Aristolochic acid (AA) is a naturally occurring compound found only in Aristolochia plants. Although Aristolochia
species have long been used for medicinal purposes, their carcinogenic and nephrotoxic properties were
recognized only recently. Significant amounts of AA are present in herbal supplements marketed through the
Internet. And, in China and other Asian countries, where herbal remedies are widely used, 100 million people
are estimated to be at risk of developing aristolochic acid nephropathy (AAN), a devastating and uniformly fatal
disease. Importantly, AA’s unique mutational signature has clearly demonstrated its worldwide association with
upper urothelial tract cancers, bladder cancer, renal cell carcinoma, hepatocellular carcinoma and intrahepatic
cholangiocarcinoma. In this research, we use a multipronged approach to solve a complex global health problem.
Thus, we propose to identify mechanisms of AA-induced carcinogenicity and nephrotoxicity, important causes
of morbidity and mortality worldwide.
Our guiding hypothesis is that genes involved in bioactivation and inactivation of AA, and its transport to
target tissues, act both independently and together to determine individual susceptibility to AA’s toxic effects.
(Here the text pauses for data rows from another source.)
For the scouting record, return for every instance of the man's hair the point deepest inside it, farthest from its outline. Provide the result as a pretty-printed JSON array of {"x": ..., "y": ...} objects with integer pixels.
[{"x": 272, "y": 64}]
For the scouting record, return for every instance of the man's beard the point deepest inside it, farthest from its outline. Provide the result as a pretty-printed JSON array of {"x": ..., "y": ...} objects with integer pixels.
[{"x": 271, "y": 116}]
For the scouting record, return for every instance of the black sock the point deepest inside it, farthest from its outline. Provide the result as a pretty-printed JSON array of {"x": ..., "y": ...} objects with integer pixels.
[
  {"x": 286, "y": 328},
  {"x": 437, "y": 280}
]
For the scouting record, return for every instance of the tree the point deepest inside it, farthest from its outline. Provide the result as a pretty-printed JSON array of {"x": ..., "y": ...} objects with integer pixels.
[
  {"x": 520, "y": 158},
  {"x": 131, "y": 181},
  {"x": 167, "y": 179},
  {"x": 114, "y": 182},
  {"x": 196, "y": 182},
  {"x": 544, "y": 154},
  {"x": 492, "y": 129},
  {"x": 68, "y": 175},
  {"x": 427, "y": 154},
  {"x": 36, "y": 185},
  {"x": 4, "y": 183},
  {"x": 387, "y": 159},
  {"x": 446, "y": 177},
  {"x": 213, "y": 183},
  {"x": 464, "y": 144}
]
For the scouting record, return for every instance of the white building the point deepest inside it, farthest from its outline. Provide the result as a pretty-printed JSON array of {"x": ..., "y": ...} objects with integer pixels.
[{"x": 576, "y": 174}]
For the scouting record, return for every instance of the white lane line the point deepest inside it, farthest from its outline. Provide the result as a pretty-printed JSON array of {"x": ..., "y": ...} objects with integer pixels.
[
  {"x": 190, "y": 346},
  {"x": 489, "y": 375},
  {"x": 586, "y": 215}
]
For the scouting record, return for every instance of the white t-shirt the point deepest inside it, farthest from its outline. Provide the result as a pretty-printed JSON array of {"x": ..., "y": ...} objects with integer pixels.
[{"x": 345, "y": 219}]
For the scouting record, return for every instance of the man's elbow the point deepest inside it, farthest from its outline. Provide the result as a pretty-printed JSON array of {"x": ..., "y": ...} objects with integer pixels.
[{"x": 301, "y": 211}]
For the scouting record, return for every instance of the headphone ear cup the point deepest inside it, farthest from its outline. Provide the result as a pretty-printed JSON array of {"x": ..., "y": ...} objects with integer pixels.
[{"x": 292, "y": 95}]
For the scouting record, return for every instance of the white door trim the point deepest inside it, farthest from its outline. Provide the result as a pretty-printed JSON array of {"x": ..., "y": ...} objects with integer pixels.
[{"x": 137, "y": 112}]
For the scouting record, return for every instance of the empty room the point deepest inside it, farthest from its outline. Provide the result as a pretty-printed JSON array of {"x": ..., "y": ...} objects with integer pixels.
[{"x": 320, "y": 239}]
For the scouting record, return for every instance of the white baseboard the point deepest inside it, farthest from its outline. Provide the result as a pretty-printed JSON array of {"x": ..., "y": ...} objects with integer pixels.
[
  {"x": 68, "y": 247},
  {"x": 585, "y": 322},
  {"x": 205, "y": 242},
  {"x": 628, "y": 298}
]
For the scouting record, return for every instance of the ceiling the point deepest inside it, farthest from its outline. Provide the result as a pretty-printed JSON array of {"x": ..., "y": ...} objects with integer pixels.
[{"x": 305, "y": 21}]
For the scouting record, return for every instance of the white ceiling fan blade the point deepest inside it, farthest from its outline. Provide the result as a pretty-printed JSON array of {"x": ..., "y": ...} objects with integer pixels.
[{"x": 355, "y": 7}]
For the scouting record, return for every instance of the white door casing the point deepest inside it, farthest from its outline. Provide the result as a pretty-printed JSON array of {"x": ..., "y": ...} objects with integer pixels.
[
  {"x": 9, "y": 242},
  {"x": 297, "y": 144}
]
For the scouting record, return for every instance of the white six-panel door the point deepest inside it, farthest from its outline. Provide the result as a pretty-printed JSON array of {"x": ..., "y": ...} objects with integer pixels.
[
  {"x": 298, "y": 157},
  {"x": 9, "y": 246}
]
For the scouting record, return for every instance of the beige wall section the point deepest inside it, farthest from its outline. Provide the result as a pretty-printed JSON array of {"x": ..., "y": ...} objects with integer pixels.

Using an integrated human liver-kidney-on-a-chip, we have recently demonstrated that AA activation occurs
primarily in the liver. Activated, chemically labile AA metabolites bind tightly to serum albumin and subsequently
are transported to the kidney, where they form covalent adducts with proteins and DNA. In Aim 1, we establish
pathways of AA metabolism, monitor the pharmacokinetics of AA, and quantify the distribution of AA metabolites,
aristolactam (AL)-DNA adducts, and AL-protein adducts among the blood, urine, and target tissues of sensitive
and resistant strains of mice. In Aim 2, we extend our human “organs-on-a-chip” studies and apply mass
spectrometric, fluorometric, and plasmon resonance techniques to illuminate the critical role of serum albumin
in protecting and transporting activated species of AA. However, although the genotoxic properties of AA account
for its carcinogenic effects, the molecular mechanisms of its nephrotoxicity are unknown. We hypothesize that
selective binding of AA to proteins in the renal proximal tubule initiates the cytotoxicity underlying AA’s
nephrotoxic effects. Thus, in Aim 3, we use novel proteomic techniques, affinity probes, and monoclonal
antibodies to explore nephrotoxic events, with the goal of identifying the specific renal tubular proteins involved.
Successful completion of this research program will advance significantly our knowledge of mechanisms involved
in the dual toxicities of AA. Also, data obtained in this study may provide a basis for establishing individual
susceptibility to AA, and will facilitate early diagnosis, prevention, and treatment of AA-induced cancers and
chronic renal disease. Given the worldwide exposure to AA, this research has significant implications for global
public health. Additionally, the techniques perfected in the three aims of this project will serve as templates for
investigating other causes of nephrotoxicity and carcinogenicity.